WASHINGTON — In a Senate hearing that was supposed to be about the Interior Department’s proposed $11.4 billion budget, senators instead bickered Tuesday over the question of whether President Barack Obama’s energy policies are responsible for skyrocketing gasoline prices.
One Democratic senator on the Energy and Natural Resources Committee offered Interior Secretary Ken Salazar the chance to respond to public accusations that Obama’s policies are driving up gas prices. Salazar called such accusations political posturing over an issue mostly outside of Obama’s control and a “phony debate.”
“The reality is that it’s easy to play politics with gas prices and everybody has their bumper sticker solution for what we can do with it,” he said, adding that Obama has always supported an “all-of-the-above” energy strategy that includes oil development.
Sen. John Barrasso, R-Wyo., questioned that characterization of Obama’s energy policy, citing Obama’s rejection of the Keystone XL proposal last month, the president’s decision to ban uranium mining around the Grand Canyon and increased fees on oil and gas companies that the department proposed in its budget.
“The president can’t have it both ways,” Barrasso said. “He can’t pursue a quote ‘all-out’ energy strategy and at the same time block production.”
His criticisms echoed those of House Republicans who two weeks ago blasted the Interior Department’s proposed budget for increasing inspection fees on oil companies. The fees are meant to fund more safety inspections.

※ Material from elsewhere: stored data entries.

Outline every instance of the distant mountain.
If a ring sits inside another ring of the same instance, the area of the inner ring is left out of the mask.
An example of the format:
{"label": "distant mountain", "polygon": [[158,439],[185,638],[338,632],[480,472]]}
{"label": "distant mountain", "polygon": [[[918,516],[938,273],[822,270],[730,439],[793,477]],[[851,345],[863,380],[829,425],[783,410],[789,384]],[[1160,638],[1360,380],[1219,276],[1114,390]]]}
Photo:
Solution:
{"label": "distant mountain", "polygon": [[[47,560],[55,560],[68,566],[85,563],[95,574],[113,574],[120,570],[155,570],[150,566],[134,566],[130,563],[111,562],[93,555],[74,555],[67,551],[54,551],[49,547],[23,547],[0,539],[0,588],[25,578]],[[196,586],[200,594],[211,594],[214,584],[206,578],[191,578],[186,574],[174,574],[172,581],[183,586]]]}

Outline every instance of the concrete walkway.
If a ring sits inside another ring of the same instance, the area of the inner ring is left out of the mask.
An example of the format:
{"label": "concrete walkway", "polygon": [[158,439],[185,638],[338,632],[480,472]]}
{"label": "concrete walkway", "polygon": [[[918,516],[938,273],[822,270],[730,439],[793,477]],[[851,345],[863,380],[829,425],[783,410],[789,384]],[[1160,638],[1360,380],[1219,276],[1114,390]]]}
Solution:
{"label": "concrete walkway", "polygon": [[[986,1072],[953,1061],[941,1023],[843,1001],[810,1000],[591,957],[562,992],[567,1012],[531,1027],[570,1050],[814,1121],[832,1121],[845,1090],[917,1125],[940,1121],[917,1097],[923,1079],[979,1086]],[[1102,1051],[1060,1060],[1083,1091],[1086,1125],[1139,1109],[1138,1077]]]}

Other senators pointed out that although U.S. oil and gas production has increased under Obama’s watch, oil and gas production on federal lands has decreased.
Salazar said the reduction in oil production was due to the Deep Water Horizon spill that temporarily shut down oil production in the Gulf of Mexico.
But both he and Democratic senators said that domestic energy policy has little bearing on gasoline prices.
Sen. Jeff Bingaman, D-N.M., chairman of the Senate Committee on Energy and Natural Resources, noted that oil prices have fluctuated spastically in the last two decades despite relatively stable domestic oil production, citing data from the Energy Information Administration.
Gas prices are determined more by global factors and stability in the Middle East than Obama’s policies, Salazar said, noting that U.S. dependence on foreign oil has decreased since Obama took office.
Sen. Dean Heller, R-Nev., questioned Salazar’s leadership, pointing out that when Salazar was a senator he once said he would never vote for offshore drilling even if gasoline prices reached $10 a gallon.
“We’re halfway there,” Heller said. “Are we at some point to believe under your leadership that gas prices will reach $10 a gallon?”
Salazar said the Interior Department will continue to develop offshore drilling.
When Heller questioned him again about his statements as a senator, Salazar said, “At the time, it was a political statement.”